EU Commission advances legal action against Malta and Cyprus over passport for investment scheme JURIST – News – Legal News & Commentary

June 11, 2021

The European Commission on Wednesday advanced its infringement proceedings against the EU island states of Cyprus and Malta over their cash-for-passports schemes, in a move that may eventually see the two states face court proceedings and fines.

The Commission justified its actions by arguing that the “golden passport” schemes of the two states, which offered citizenship in exchange for pre-determined payments and investments, were a breach of EU law.
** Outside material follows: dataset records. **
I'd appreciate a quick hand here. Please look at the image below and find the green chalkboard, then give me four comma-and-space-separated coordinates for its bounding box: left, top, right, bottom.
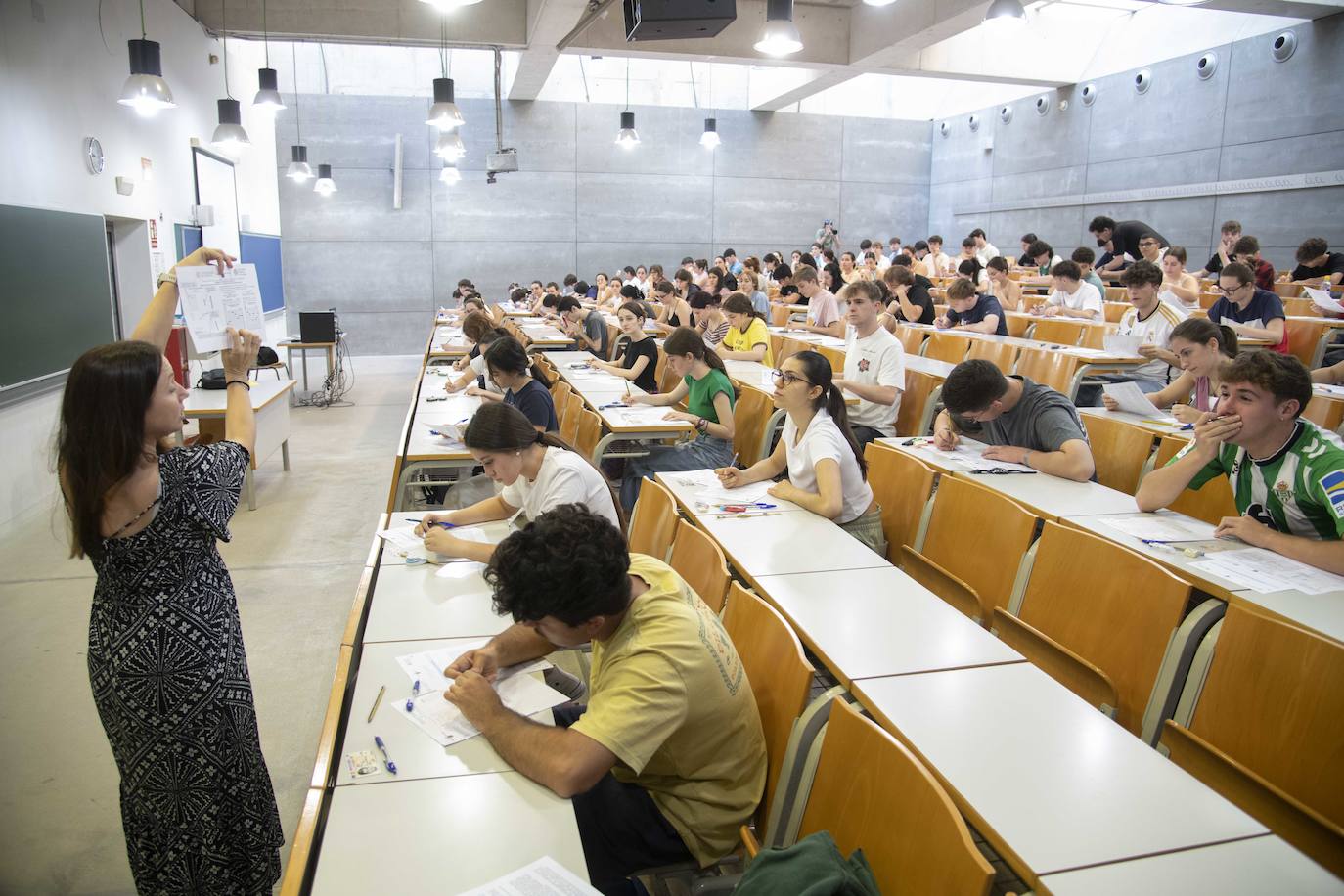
0, 205, 115, 391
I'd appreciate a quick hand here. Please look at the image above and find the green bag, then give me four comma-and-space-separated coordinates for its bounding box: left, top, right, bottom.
733, 830, 881, 896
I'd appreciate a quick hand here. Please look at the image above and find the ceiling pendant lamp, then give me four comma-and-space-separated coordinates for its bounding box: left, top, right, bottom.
700, 118, 719, 149
615, 59, 640, 149
434, 130, 467, 162
252, 0, 285, 112
985, 0, 1027, 28
755, 0, 802, 57
209, 3, 251, 154
285, 44, 313, 184
117, 0, 177, 118
313, 165, 336, 197
425, 32, 465, 130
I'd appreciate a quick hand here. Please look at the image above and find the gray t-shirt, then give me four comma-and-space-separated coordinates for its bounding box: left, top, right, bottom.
953, 377, 1088, 451
583, 312, 610, 357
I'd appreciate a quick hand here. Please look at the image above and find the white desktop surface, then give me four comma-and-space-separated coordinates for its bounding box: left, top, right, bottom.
855, 662, 1268, 874
757, 567, 1023, 684
312, 771, 587, 896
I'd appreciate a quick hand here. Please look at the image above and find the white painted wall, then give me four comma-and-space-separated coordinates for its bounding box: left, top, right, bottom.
0, 0, 280, 525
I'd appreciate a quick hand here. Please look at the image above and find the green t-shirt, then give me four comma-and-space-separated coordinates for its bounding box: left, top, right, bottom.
684, 367, 733, 424
1171, 421, 1344, 540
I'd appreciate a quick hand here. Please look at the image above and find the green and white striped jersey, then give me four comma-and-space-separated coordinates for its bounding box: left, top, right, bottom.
1172, 419, 1344, 539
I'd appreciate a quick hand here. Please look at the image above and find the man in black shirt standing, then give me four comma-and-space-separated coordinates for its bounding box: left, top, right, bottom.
1088, 215, 1171, 273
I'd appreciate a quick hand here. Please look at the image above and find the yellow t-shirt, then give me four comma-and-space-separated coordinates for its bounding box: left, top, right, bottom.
572, 554, 766, 865
723, 317, 774, 367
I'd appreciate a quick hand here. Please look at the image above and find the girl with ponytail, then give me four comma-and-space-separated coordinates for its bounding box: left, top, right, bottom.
416, 403, 625, 562
715, 352, 887, 557
621, 327, 737, 514
1100, 317, 1236, 424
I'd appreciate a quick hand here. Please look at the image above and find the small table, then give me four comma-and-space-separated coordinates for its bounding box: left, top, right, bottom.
278, 342, 336, 392
177, 381, 294, 511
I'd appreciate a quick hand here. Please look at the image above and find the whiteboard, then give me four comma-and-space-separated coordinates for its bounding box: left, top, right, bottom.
191, 147, 242, 258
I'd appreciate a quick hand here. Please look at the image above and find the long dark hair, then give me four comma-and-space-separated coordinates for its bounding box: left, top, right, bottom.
57, 341, 164, 560
1167, 317, 1236, 357
485, 336, 551, 388
791, 350, 869, 479
463, 402, 625, 529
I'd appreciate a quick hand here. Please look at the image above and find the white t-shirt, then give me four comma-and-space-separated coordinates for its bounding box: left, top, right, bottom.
783, 408, 875, 524
1115, 301, 1188, 381
500, 447, 621, 528
844, 327, 906, 435
1046, 286, 1106, 320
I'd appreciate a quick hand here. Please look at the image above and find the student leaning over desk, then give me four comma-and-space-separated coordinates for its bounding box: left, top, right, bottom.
443, 504, 766, 896
416, 404, 622, 562
715, 349, 887, 557
57, 248, 284, 896
1135, 349, 1344, 575
933, 359, 1096, 482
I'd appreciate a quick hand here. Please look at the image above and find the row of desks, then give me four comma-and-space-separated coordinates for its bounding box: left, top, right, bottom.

More specifically, the Commission considered that the schemes were in violation of the principle of sincere cooperation and the definition of citizenship of the Union as laid down in the Treaties.
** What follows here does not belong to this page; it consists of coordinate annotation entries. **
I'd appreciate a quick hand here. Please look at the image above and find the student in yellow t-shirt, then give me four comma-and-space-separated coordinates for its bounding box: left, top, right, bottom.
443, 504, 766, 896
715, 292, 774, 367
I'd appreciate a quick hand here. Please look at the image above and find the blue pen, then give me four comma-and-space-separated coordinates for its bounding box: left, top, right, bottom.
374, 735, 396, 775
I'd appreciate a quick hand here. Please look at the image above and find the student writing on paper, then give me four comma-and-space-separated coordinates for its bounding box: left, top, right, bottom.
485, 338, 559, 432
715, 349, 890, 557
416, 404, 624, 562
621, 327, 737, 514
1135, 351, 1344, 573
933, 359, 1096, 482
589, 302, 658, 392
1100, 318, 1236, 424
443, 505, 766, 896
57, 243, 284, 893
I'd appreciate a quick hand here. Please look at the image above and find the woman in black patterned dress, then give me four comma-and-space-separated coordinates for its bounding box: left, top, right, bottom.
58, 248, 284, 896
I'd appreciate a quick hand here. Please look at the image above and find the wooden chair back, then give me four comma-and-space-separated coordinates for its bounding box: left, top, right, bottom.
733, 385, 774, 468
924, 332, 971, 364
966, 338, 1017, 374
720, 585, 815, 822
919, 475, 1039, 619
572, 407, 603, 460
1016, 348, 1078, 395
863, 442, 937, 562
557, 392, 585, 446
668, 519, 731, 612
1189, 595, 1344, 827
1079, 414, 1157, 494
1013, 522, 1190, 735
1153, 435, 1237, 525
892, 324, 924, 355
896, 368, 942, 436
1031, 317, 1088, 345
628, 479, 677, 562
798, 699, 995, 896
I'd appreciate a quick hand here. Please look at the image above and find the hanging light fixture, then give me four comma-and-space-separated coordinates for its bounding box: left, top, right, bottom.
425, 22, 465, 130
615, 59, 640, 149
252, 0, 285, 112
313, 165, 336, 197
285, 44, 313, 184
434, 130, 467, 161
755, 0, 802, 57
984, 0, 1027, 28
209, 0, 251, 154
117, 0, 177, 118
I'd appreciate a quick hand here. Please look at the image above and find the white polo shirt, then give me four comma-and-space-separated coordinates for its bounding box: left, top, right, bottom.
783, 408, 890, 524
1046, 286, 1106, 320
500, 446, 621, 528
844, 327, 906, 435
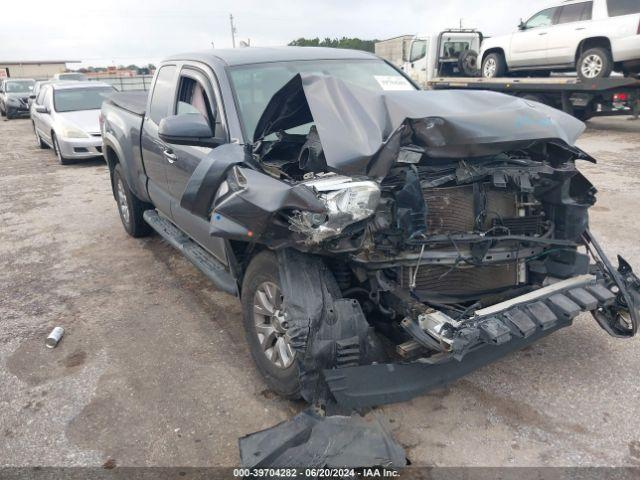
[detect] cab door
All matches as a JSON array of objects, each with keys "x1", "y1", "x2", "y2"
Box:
[
  {"x1": 167, "y1": 63, "x2": 228, "y2": 264},
  {"x1": 34, "y1": 85, "x2": 53, "y2": 146},
  {"x1": 547, "y1": 1, "x2": 593, "y2": 65},
  {"x1": 507, "y1": 7, "x2": 558, "y2": 68}
]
The Commission further stated that while Cyprus and Malta remained responsible to decide who may become Cypriot and Maltese, prior rulings of the European Court of Justice had made it clear that rules on the acquisition of the nationality of a Member State must have “due regard to EU law.”

The move of sending an additional letter of formal notice to Malta and reasoned opinion to Cyprus continues on the infringement procedures that had been introduced by the Commission back in October. While the two states have taken some actions to address the concerns previously raised by the Commission in its initial formal notice, the continuation of the infringement proceedings indicates that the actions of the members were not sufficient.

Both states now have two months to take the necessary measures to address the Commission’s concerns. In the case of Cyprus, if the reply is not satisfactory, the Commission may bring the matter before the Court of Justice. In the case of Malta, an unsatisfactory reply could lead the Commission to proceed with the infringement proceedings and issue a reasoned opinion in the matter.

The move was welcomed by anti-Corruption NGO Transparency International, which said:

Transparency International welcomes the advancement of infringement procedures against Cyprus and Malta over their haphazard sale of citizenship. In recent years, myriad investigations and Transparency International’s own research have demonstrated that EU Member States’ investment migration schemes have served corrupt interests, rather than common good. The Commission’s action this week should send a strong signal also to other countries with similar risky schemes.